Solar Power Harnessed From Space Could Be Wirelessly Transmitted To Earth Pixabay/ mrganso

Mexico is planning to ask U.S. President Joe Biden for $48 billion in financing for solar projects.

According to Foreign Relations Secretary Marcel Ebrard, the Mexican government is planning to ask U.S. President Joe Biden for $48 billion in financing for solar projects. Ebrard said the request for the funding will be presented to Biden at the upcoming meeting of U.S., Canadian and Mexican leaders in Mexico City on Jan. 9-10, the Washington Post reported.

The Mexican government is planning to build solar energy parks in the northern border state of Sonora, along with power transmission lines. They are hoping to receive some of the funding from the North American Development Bank, or NADBank.

The North American Development Bank or NADBank normally funds green development projects.

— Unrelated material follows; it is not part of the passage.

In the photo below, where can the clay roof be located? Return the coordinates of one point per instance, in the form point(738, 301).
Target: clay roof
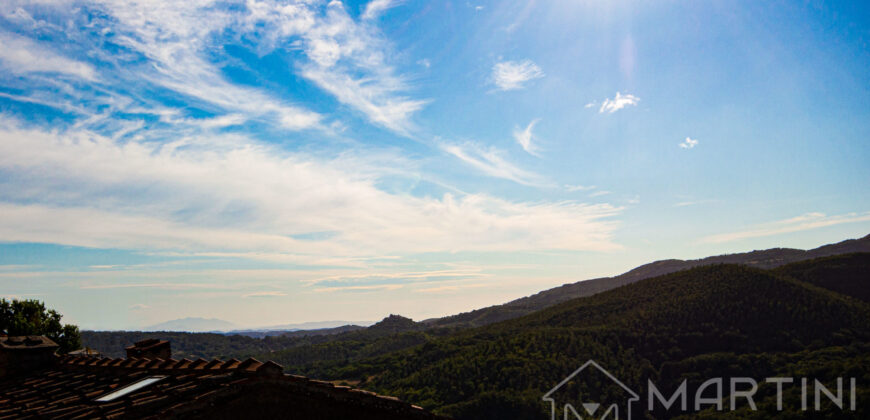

They have never provided financing on anything near the scale of $48 billion that Mexico is requesting.

Mexico also may get some of the funding by issuing debt bonds.

The solar parks are to be run by Mexico’s state-owned utility. The utility has been involved in a trade dispute between Mexico and the United States, Associated Press News reported.

President Andrés Manuel López Obrador has been accused by U.S. and Canada of trying to favor Mexico’s state-owned utility over power plants built by foreign and private investors, something that is forbidden under the U.S.-Mexico-Canada free trade pact.

On Tuesday, Dec. 20, President López Obrador also ended speculation about whether a Chinese company might be able to mine lithium deposits in Sonora. The Chinese firm already had approvals for such a mine when the president declared that lithium was a strategically important mineral that could only be mined by the Mexican government.

Even though López Obrador had promised to respect any existing permits, on Tuesday, Dec. 20, he said none were viable.

“Fortunately, there were no private concessions,” López Obrador said. “They are claiming there was a concession, but it was at the project stage. Now, any lithium mining will involve a state-owned Mexican company.”